24 : Harumi dan Shin Mi
Irene dalam perjalanan menuju kantor appa-nya. Setelah pamit pada keluarga Oh untuk pulang duluan karena ada urusan mendesak. Irene mengirim pesan pada ahjussi yang merupakan supirnya terlebih dahulu untuk menjumputnya. Saat ahjussi sampai, barulah Irene pamit. Ia tidak ingin Sehun yang mengantarnya karena Irene belum memberitahu Sehun mengenai hal ini.
Dan disinilah Irene sekarang. Ruangan kerja yang sangat luas, lengkap dengan perabotan-perabotannya dan desain ruangannya yang indah. Seorang pria paruh baya dengan kemeja putihnya duduk di hadapan Irene. Sudah lima menit tetapi mereka masih saling diam, tidak berbicara satu sama lain.
Pria itu kemudian memandang wajah Irene lama, tapi orang yang ditatap itu tidak menatapnya, tetap menunduk menatap lantai.
"Irene, appa minta maaf." Kalimat itu akhirnya keluar dari bibirnya yang sudah lama kelu untuk sekedar mengucapkan kalimat singkat itu. kecangungan diantara mereka pun perlahan hilang.
"Semua ini salah appa. Kau kehilangan mimpimu, bakatmu dan hal yang sangat kau banggakan. Suaramu. Maafkan appa, Irene. kalau saja appa tidak memaksamu untuk latihan terus menerus tanpa henti, semua ini tidak akan terjadi. Appa terlalu keras padamu, padahal kau putri appa satu-satunya." Ia menatap Irene nanar. Menyalahkan dirinya atas semua hal yang terjadi pada anak perempuan satu-satunya. Bukankah memang benar, bahwa ialah penyebab anaknya menjadi seperti ini?
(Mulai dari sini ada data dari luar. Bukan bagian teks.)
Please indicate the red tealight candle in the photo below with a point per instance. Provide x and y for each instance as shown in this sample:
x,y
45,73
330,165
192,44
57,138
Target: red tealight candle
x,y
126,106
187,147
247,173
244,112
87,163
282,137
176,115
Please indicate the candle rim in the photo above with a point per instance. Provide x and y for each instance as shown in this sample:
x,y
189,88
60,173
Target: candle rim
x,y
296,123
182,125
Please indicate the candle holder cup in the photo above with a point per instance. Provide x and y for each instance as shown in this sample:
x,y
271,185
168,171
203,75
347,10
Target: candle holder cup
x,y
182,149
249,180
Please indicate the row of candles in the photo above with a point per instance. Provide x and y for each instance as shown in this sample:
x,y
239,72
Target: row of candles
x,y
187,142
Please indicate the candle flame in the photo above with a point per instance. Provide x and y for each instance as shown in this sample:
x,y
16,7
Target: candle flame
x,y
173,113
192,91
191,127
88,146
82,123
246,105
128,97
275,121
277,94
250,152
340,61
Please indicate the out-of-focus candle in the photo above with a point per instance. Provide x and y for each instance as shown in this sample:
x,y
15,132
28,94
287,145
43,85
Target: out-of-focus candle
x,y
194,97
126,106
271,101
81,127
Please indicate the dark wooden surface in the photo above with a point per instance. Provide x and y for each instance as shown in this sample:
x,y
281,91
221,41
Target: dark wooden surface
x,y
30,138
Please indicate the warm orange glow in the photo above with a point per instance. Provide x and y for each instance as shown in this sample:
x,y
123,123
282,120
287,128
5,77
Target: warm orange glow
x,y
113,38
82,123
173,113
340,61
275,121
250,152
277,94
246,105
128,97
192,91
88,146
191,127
"Setiap hari appa merenung. Setiap hari appa tidak merasa bahagia semenjak kau kehilangan suaramu. Appa merasa sangat.. bersalah karena kejadian itu. Appa merindukanmu. Selalu merindukanmu. Bahkan appa sangat ingin pulang kerumah. Tapi apa? menatap wajahmu saja appa tidak bisa. Appa sangat menyesal. Tapi apa yang bisa appa lakukan? Semua sudah terjadi, penyesalan pun tidak gunanya. Appa memang tidak berguna." Wajahnya terlihat lelah, seperti tidak tidur selama seminggu. Kantung hitam dibawah matanya semakin terlihat.
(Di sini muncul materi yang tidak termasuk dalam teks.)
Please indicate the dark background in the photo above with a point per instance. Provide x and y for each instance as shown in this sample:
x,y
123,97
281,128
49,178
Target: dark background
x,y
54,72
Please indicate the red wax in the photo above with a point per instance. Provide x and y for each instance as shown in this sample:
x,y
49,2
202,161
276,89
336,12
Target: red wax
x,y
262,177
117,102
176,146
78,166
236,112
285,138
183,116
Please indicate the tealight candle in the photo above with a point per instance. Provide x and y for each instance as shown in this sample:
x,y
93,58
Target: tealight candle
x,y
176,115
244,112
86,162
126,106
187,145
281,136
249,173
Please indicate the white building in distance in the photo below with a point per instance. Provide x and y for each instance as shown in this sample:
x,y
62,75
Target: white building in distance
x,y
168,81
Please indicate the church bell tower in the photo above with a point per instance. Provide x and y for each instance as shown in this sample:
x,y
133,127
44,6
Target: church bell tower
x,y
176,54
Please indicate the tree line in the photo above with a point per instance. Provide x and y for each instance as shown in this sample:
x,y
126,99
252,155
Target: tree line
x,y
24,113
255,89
Irene yang tadinya terus menunduk, kini mengalihkan pandangannya pada orang dihadapannya. Memandangnya dalam diam, mencerna kalimat-kalimat yang diucapkannya terlebih dahulu. Kemudian ia bangkit lalu mengambil posisi disamping appa-nya, duduk seraya mengelus bahu appa-nya dengan lembut. Layaknya seorang ibu yang menunjukkan kasih sayangnya pada anaknya. Pria itu perlahan menoleh pada wajah putrinya.
"Gwenchanha, appa. Sekarang aku baik-baik saja." Irene berucap dengan lembut. Kalimat itu terdengar bagaikan sebuah melodi yang begitu indah untuk didengar. Bagaikan sebuah alunan musik yang sangat langka.
Ia membelalakkan mata. Terkejut dengan apa yang baru saja terjadi. Tidak percaya. "Irene.. apakah itu suaramu?"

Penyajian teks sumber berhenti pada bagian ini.